Ural ve Namlı, sunucusu oldukları televizyon programında, sağlık çalışanlarının iş bırakma eylemini hedef almışlardı. Programda Hakan Ural, Namlı’nın çocuğundan örnek vererek “Arden’i aldın götürdün. Senin ne yapacağını söyleyeyim mi? Gözünü çıkarırsın” dedi. Namlı da “Yaparım” ifadelerini kullandı. Ural daha sonra ‘Arden, ‘Anne’ diye bağırıyor. Doktor duvara yaslanmış ‘Eylemdeyim’ diyor, ‘Oğlum ölüyor’ diyorsun” ifadelerini kullandı.
“SÖYLEDİKLERİM CIMBIZLA ÇEKİLİP ÇARPITILIYOR”
Tepkilerin ardından sosyal medya hesabından açıklama yapan Hakan Ural, kendini şu sözlerle savundu: “Bu saldırılar bitmeyecek gayet iyi biliyorum! Her söylemimden cımbızla çekip çarpıtıp en iyi yaptıkları şey olan kışkırtma ve sosyal medya üzerinden algı yaratma olanlar yine iş başında! Ben bu dünyada şu yaşımda 40 yıldır yanlışım doğrumla göz önünde bilinen biri olarak asla hiç bir kurum veya kişiye bilerek isteyerek sürç-ü lisan etmem tanıyan herkes bilir tanımayan sorar öğrenir!”
“SAĞLIKÇIMIZI KIRDIYSAM ÖZÜR DİLERİM”
“Sağlıkçılarımızla ilgili söylem ve görüşlerim bu kadar ortadayken ve biliniyorken bu konuda bile sosyal medyada algı yaratmaya çalışıyorsunuz! Yazıklar olsun… Bugün acil hastası olan birine kendi tasarrufundan grev yapıyorum diye bakmayan 1 sağlıkçıyı empati yaparak eleştirdim evet her kurumda yanlış yani 1 kişiyi kişisel eleştirmemi!
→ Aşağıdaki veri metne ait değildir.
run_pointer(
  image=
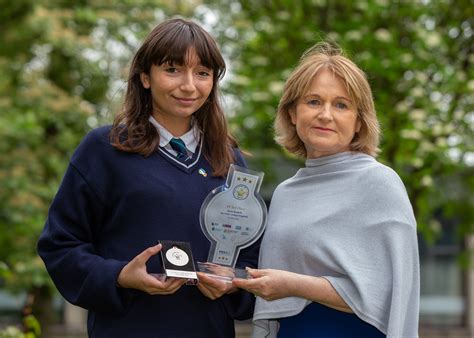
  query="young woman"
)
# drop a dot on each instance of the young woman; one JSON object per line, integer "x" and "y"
{"x": 143, "y": 180}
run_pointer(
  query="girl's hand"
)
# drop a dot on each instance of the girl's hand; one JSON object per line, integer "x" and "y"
{"x": 135, "y": 276}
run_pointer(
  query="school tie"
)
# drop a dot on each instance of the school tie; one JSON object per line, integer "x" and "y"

O kişi senin evladın veya anan baban olabilir ve müdahale edilmezse ölebilir dedim… Görüşüm bu ama teşbihlerimden dolayı bir sağlıkçımızı dahi üzüp kırdıysam özür dilerim tabi ki.”
“NEFRETİNİZ BÜYÜK VE ACIMASIZ”
“Beni linç etmeye ettirmeye çalışanlar gibi egom, kibirim yok ben halkımı milletimi kemiksiz seven biriyim… Siz şeytani planlarınıza devam edin . Beni her an her saniye hedef göstermeye insanları gaza getirip kışkırtmaya ayırdığınız zaman ve çabayı başka bir işe ayırsanız alim olurdunuz ! Nefretiniz o kadar büyük ve acımasız ki hasta yatağımda bile tedavi görürken beni mezara soktunuz.”
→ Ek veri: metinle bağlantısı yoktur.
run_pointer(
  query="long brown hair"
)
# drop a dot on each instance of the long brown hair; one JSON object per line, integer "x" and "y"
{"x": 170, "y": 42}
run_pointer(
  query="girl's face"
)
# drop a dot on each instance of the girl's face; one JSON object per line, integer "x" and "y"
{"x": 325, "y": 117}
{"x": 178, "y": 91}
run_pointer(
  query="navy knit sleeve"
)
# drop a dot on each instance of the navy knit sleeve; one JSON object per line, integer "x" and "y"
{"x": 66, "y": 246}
“SAĞLIK ÇALIŞANLARININ İTİBARI ZEDELENDİ”
Genel Sağlık İş Sendikası Başkanı Derya Uğur, sağlık çalışanlarının acil sağlık hizmetleri hariç olmak üzere iş bırakma eylemine katıldığını söyledi.
Genel Sağlık İş Sendikası’nın İstanbul Cumhuriyet Başsavcılığı’na gönderilmek üzere Adana Cumhuriyet Başsavcılığı’na yaptığı suç duyurusu şöyle: “Şüphelilerden Hakan Ural’ın, sağlık çalışanlarını kast ederek, ‘gözünü çıkarırsın’ sözlerini kullanması ve şüpheli Nur Tuğba Algül Namlı’nın ise bu sözleri onaylar şekilde ‘yaparım’ sözünü sarf etmesi, sağlık çalışanlarının itibarını zedelemiş, sağlık çalışanlarına karşı tehdit suçu işlenmiş, haklarını arayan sağlık çalışanlarına karşı şiddet gösterme konusunda, sağlık çalışanları aleyhine suç işlemeye tahrik suçu işlenmiş, hastaneye müracaat eden, etmeyen herkes, sağlık çalışanlarına karşı ‘kin ve düşmanlığa’ sevk edilerek, ‘halkı kin ve düşmanlığa tahrik ve aşağılama’ suçu işlenmiştir.”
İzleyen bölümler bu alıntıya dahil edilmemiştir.